G2156 Medieval and Post-medieval scheduling enhancement: Mill sites in Meirionnydd

Summary report April 2012 – March 2013

Pandy Trawsfynydd from the south

This project aimed to identify the medieval and post-medieval sites of mills in Meirionnydd, to assess their condition and, where appropriate, to recommend sites for Scheduling. Water mills used for corn milling and fulling were common from medieval times. The former are clearly listed in medieval extents, and the sites can in many cases be identified through surviving place name evidence. The project has identified 440 mill or potential mill sites, through archive, cartographic, and also documentary research. All the sites were examined on the Ordnance Survey 1st, 2nd and 3rd edition maps dating between 1888 and 1920, recent aerial photographs and the 2011 Ordnance Survey Mastermap Digital Map in order to establish the current condition of the sites and to determine which may be suitable for scheduling, based on the scheduling criteria provided by Rick Turner of Cadw, and similar to that used for the Caernarfonshire mills project of 2011-2012. In addition to the Ordnance Survey maps, the best sources for the identification of mill sites are the estate manuscripts housed in the national and local archive repositories, which include rentals, leases, and most importantly maps. Evidence from the latter includes mills still operational in the late 17th and 18th centuries, which may have earlier origins, and the sites of former mills retained in place-name evidence.

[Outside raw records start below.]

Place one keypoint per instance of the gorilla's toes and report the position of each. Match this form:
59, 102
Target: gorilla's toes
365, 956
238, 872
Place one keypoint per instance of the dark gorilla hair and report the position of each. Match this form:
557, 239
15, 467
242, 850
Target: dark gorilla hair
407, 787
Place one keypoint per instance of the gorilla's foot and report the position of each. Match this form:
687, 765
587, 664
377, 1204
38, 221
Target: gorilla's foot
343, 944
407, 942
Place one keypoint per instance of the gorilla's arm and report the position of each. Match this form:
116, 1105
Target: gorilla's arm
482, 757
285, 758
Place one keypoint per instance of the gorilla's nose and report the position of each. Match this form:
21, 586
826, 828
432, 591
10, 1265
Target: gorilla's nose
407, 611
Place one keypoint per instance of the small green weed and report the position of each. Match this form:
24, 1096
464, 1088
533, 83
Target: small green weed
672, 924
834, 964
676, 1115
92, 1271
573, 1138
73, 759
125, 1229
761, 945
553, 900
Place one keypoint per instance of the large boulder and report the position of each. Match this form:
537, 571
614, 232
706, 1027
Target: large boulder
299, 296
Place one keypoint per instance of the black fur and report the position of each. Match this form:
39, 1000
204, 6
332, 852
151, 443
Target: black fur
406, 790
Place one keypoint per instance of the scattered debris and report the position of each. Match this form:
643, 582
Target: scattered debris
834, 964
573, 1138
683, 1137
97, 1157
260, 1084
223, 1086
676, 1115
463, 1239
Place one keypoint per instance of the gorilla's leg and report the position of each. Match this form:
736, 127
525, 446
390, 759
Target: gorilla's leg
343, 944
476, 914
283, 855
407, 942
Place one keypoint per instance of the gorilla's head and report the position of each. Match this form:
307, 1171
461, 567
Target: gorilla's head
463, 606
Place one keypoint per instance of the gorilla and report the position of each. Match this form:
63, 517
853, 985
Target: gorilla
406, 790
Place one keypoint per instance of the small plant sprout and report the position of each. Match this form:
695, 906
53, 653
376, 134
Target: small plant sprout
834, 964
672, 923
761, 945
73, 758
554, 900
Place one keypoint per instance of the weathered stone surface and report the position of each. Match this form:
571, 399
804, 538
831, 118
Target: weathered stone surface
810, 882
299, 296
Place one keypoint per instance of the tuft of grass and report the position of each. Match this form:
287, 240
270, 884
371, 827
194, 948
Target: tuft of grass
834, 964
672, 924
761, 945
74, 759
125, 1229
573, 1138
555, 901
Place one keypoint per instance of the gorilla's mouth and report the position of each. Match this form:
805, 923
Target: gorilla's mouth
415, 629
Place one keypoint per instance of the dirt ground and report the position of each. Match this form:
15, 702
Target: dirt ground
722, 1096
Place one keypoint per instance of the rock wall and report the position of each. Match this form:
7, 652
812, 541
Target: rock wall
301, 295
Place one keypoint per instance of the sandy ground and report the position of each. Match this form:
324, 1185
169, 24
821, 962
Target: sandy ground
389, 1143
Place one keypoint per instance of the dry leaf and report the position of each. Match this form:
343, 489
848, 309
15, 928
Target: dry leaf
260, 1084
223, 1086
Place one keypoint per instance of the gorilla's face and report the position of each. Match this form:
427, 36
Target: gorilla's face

Many of the mills identified in the report are of post-medieval date, and estate manuscript collections have been of particular use in identifying the origins of these as well as giving further evidence of mills of medieval origin. These sites vary in date from the medieval period through to the 19th century, and consist of a variety of site types and technologies. These are generally powered by water, with no evidence for windmills encountered.

Those sites considered to have potential for scheduling were visited between January and March 2012, consisting of 52 sites. The mills, associated buildings and water management systems were examined in the field. A photographic record of the mills was created and they were fully described on GAT recording forms designed for the purpose, based on the scheduling criteria. The information collected was entered onto a mills database, with each site given a unique identifying number (PRN), which contains the bulk of the information related to the study.

It is clear from the work carried out on this project that the quantity of data and potential for research on Meirionnydd mills is vast. There are undoubtedly more mills of interest, and perhaps of schedulable quality in Meirionnydd and these can only be assessed after further documentary research and field work. Twelve sites were identified that were considered to be of potential schedulable significance.